Triplosensitivity (TS) Score Details

TS Score:
1
TS Evidence Strength:
Little Evidence for Triplosensitivity (Disclaimer)
TS Published Evidence:
  • PUBMED: 23701296
    Schilter et al. (2013) report a 6 year old girl with bilateral microphthalmia, congenital cataracts, glaucoma, abnormal pupil dilation, optic nerve hypoplasia, retinal detachment, borderline microcephaly, hypotonia, pituitary hypoplasia, and ADHD. She had an 877 kilobase duplication encompassing PAX6 and WT1 (hg19 coordinates: chr11:31609664-32486962). This duplication was inherited from her mother who had bilateral congenital cataracts, glaucoma, myopia, abnormal pupil dilation, corneal opacities, unilateral sensorineural hearing loss, and short stature. There was a strong maternal family history of similar clinical features but no other individuals were available for testing. Previous screening for mutations in SOX2, OTX2, PITX2, PITX3, FOXE3, and BMP4 was negative.
TS Evidence Comments:
Additionally, Palumbo et al. (PMID:24550760) report a patient with a Russell-Silver syndrome phenotype and a de novo 4.3 megabase duplication.

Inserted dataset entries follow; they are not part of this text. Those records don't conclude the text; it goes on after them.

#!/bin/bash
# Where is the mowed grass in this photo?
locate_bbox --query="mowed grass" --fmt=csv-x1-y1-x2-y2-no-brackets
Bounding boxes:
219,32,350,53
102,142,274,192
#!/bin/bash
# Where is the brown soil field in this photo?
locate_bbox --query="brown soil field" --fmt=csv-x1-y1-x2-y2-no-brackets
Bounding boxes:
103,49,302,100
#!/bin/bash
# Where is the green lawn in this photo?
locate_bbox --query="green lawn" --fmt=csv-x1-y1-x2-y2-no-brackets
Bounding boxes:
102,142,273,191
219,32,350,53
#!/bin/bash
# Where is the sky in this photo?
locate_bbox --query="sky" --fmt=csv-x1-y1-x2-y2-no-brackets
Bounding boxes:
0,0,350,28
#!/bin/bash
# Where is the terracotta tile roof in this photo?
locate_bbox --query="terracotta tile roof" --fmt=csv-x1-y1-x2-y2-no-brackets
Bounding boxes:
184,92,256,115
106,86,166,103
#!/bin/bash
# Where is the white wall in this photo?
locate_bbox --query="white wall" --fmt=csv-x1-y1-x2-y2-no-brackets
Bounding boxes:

The only ocular feature described was left convergent strabismus. Dolan et al. (PMID:21932318) reported a 5.5-5.8 megabase duplication found in the healthy brother of a patient with the reciprocal deletion. This duplication carrier was noted to have ptosis and a broad forehead but was developmentally normal at age 4 and had a normal ophthalmologic exam, renal ultrasound and echocardiogram. Additional large duplications that overlap this region and are associated with variable clinical features, including variable ocular features, are reviewed in Aalfs et al (PMID: 9415682). At this time, there is no consistent phenotype associated with duplication of this region including only PAX6 and WT1. It is not clear if duplication of this region contributes to ocular abnormalities. If it is directly responsible for ocular abnormalities, the variable expressivity is not understood.